Assignment 2
Assignment 2
Assignment 2
PART 1
Ques 1: In general, why is statistics conducted? Explain.
Answer: Statistics is conducted to give meaning to quantitative data. It converts it into
meaningful information and helps making inferences from the data. It aids in measuring things,
examining relationships, making predictions, testing hypotheses, developing concepts and
theories, exploring problems and in explaining behaviors or attitudes.
Ques 2: What is the meaning of ‘inference’ as it relates to populations and samples? Why
is ‘random sampling’ relevant when it comes to inference?
Answer: Inference means drawing conclusions from a given sample from the population. On
making an inference, you generalize the population based on the sample provided to you.
Random Sampling becomes relevant as it makes sure that the findings you get from your sample
should be close to what you would have gotten if you measured the complete population. All the
units in the population have an identical chance of being chosen using the simplest random
sample.
Ques 3: The following question pertain to p-values
PART 2
1. Is the statement below true or false? Explain your answer.

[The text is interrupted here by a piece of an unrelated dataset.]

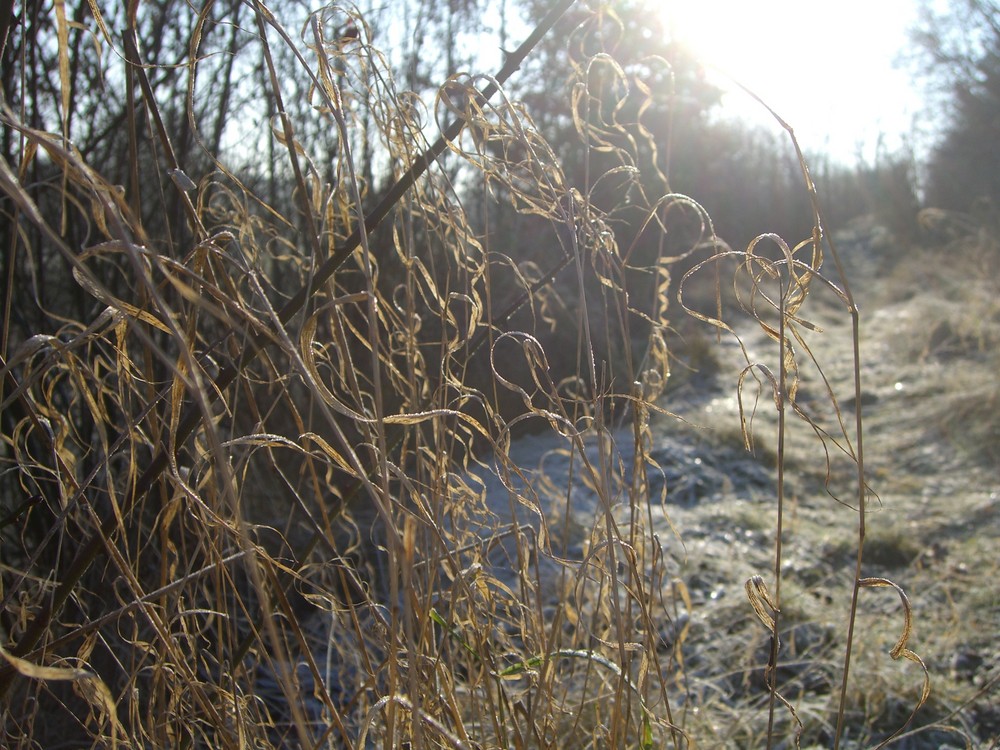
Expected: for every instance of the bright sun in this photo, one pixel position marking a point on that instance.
(826, 68)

Probability of an individual being woman, given that the individual is a Fanshawe
College student is automatically the same as Probability of being an individual being
a Fanshawe College student, given that the individual is a woman; these
two probabilities mean the same thing.
Answer: This statement is false. The probability of occurrence of an international student
being an Indian given international student is a Fanshawe college student would not be the
same as probability of an international student studying at Fanshawe College, given he is an
Indian.
PART 3
1. Research question: Is the consumption of oil, on average, different between the
cities of Akure and Ota?
1. Stating Null & Alternate Hypothesis: The first step is stating Null hypothesis and
Alternate Hypothesis.
Null Hypothesis (Ho ) in this research question would be when there is no difference in
the consumption of oil in cities of Akure and Ota.
Alternate Hypothesis (Ha) would be when there is a difference in the consumption of oil
in cities of Akure and Ota.
2. Collect Data: Performing sampling and gathering data in a method that is intended to
test your hypothesis are crucial for a statistical test to be reliable. You cannot draw
statistical conclusions about your target demographic if your data are not
representative of that population.
3. Perform a statistical test: Based on data we have collected; we will run a T-test to
test if there is a difference in the consumption of oil in the two cities. With this, we
would get to know the difference as well as a p-value with this T-test.

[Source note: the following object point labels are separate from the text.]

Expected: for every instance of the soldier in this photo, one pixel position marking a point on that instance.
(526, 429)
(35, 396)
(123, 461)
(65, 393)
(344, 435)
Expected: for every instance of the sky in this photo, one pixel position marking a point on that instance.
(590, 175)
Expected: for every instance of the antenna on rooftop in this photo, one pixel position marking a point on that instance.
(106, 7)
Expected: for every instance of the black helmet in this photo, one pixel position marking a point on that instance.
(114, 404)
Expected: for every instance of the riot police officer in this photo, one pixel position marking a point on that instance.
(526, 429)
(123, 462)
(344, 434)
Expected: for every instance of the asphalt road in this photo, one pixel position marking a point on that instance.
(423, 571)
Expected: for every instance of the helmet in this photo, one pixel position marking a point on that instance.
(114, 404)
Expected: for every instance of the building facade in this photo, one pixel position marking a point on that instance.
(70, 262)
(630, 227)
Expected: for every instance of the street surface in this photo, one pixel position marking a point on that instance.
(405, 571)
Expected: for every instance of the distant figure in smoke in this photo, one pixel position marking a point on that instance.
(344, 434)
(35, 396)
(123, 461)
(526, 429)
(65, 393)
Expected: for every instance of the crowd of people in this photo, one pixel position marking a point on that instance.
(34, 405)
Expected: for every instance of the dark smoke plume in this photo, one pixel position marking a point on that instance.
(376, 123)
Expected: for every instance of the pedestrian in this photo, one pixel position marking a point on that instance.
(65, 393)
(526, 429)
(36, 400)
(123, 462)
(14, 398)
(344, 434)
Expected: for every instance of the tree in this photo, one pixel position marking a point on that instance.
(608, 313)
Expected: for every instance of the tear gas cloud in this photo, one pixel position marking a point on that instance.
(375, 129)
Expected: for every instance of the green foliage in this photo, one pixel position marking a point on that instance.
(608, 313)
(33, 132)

4. Decide whether to reject or fail to reject your null hypothesis: In the analysis of
the difference in the consumption of oil in the two cities if the p-value is 0.04 which
is below your conventional value of 0.05, we have decided to reject your null
hypothesis of no difference.
5. Present the Findings: In the end, we would conclude if it is a null and alternate
hypothesis.
b. What statistical test would you conduct to answer this research question?
Run this statistical test (you can use R or Microsoft Excel); provide and explain your answer to
the above research question. Your answer should include major concepts and points covered in
class.
Answer: (i) The statistical test to be conducted would be T-test. Considering we have two
variables, there can be two hypothesis which can be stated as :
Ho= There is no statistical difference between the consumption of oil between these two cities.
Ha= There is a statistical difference between the consumption of oil between the two cities.
An analysis of the Excel Data was done to see if there is a difference or no difference,
The conclusion showed that there was no statistical difference between the consumption on these
cities.
c. Imagine the research question above was ‘updated’ to now include (i.e.,add) the city of Port
Harcourt:
i. What statistical test would you use to answer this updated question? Would it be the same
statistical test as in your answer to1(b) and why?
As there are three variables, ANOVA should be used. When numerous groups are being
compared, the t-test error structure will understate the true error.
ii. Provide and explain your answer to the updated research question. Your answer should
include major concepts and points covered in class.
Firstly, Develop a hypothesis.
In the second step, Choose a degree of relevance.
Calculate the F-Statistic.
To get a p-value, use the F-statistic.
If the null hypothesis is to be rejected, weigh the significance level and p-value.